Clorox Oxygen Action multipurpose stain remover, which was introduced in April, delivered solid initial results. These positive trends were partially offset by declines in regular and color-safe bleaches due to timing of merchandising activities; bags and wraps, primarily due to competitive activity; and water-filtration systems due to higher levels of merchandising in the year-ago quarter. Partially offsetting the positive North America trends were declines in the company’s Latin America business due to continued weakness in much of South America.

As a result of deteriorating economic and operating conditions in Brazil, the company recorded a non-cash asset-impairment charge in the fourth quarter of about $29 million before taxes for its business in that country. This charge was partially offset by a tax benefit associated with the write-down of about $21 million, resulting in a net charge of nearly $8 million. Also contributing to the company’s reduced fourth quarter tax rate were various other tax benefits, partially offset by the previously announced pro-rated tax effect of the Argentina impairment charge.

Economic crises and political turmoil in South America continued to negatively impact results in this segment. Clorox has taken a number of steps to mitigate these conditions, including taking price increases, reducing the size of the organization to improve the cost structure, cutting back on discretionary spending and aggressively managing working capital. Excluding divestitures, volume in this segment declined 3% and sales declined 5%. Volume gains in Mexico, Puerto Rico and Central America were more than offset by declines in Argentina, Colombia and Chile. The segment had a pre-tax loss, mainly due to the Brazil impairment charge and costs associated with the previously announced job eliminations.

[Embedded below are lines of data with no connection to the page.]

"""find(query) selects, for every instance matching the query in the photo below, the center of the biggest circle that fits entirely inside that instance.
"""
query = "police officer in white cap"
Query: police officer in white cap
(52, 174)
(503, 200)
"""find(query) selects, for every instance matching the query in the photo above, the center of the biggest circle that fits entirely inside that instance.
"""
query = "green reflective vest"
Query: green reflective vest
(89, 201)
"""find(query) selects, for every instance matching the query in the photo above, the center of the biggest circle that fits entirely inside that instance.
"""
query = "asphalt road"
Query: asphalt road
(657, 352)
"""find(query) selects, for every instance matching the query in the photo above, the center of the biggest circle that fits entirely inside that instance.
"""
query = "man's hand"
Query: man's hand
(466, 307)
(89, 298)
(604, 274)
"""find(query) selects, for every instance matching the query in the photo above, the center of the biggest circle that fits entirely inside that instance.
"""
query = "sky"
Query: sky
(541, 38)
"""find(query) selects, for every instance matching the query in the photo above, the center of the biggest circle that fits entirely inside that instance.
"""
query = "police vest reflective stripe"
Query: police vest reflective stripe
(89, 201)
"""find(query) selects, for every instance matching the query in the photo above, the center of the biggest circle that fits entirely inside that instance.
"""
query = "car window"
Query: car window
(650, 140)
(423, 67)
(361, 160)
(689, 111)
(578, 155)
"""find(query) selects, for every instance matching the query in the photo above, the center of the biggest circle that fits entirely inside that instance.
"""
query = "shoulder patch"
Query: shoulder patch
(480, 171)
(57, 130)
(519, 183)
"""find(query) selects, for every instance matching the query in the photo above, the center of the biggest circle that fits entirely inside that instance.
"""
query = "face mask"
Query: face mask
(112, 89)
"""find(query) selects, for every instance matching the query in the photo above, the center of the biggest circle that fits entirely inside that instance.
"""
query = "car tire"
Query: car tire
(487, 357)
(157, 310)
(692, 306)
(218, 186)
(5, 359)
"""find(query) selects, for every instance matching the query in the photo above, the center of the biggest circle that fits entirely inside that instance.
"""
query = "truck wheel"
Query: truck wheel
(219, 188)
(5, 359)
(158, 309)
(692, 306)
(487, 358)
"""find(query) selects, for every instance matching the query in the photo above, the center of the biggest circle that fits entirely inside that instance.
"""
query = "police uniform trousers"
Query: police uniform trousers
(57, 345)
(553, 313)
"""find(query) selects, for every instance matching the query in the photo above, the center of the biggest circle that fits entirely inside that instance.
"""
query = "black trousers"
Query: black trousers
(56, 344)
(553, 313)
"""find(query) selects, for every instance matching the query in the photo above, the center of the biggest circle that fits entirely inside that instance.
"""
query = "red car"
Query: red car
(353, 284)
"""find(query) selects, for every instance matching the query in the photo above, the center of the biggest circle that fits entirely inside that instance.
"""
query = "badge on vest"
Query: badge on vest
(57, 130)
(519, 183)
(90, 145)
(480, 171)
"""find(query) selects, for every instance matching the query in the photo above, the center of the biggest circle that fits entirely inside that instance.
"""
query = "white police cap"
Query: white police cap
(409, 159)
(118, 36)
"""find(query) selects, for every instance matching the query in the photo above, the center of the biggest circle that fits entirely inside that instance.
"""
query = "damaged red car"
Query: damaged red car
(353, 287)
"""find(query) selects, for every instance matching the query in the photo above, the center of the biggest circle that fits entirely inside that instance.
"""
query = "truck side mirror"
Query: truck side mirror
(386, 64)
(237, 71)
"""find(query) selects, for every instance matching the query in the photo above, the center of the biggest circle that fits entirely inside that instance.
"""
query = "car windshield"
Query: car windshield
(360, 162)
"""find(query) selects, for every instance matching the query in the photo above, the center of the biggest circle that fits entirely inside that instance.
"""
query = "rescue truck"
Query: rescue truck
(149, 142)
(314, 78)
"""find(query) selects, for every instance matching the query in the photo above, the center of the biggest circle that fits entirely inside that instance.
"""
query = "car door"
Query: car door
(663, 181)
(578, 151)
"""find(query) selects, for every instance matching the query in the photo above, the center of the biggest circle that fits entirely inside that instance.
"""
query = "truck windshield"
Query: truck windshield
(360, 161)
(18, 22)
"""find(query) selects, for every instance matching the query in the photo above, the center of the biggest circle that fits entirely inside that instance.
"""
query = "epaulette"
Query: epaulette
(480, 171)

For the year, volume increased 3% and sales increased 4%. In fiscal year 2002, volume grew in eight of the company’s nine business units, delivering total company volume growth of 5%, excluding divestitures-the highest volume gain Clorox has achieved since fiscal year 1999, executives said. Sales, excluding divestitures, grew 5% compared to fiscal year 2001.

Focusing on and investing in core brands were key to the company’s top-line growth. For the year, Clorox increased advertising spending by 13% and brought several new products to market. In addition to Clorox ReadyMop, other new products introduced during the year include Armor All leather wipes, Formula 409 Orange Power cleaner, Poett Bebe dilutable cleaner and Clorox Oxygen Action stain remover.

For fiscal year 2003, Clorox expects low single-digit volume and sales growth for the first quarter and the fiscal year, reflecting solid improvements in North America shipments, partially offset by declining shipments in Latin America.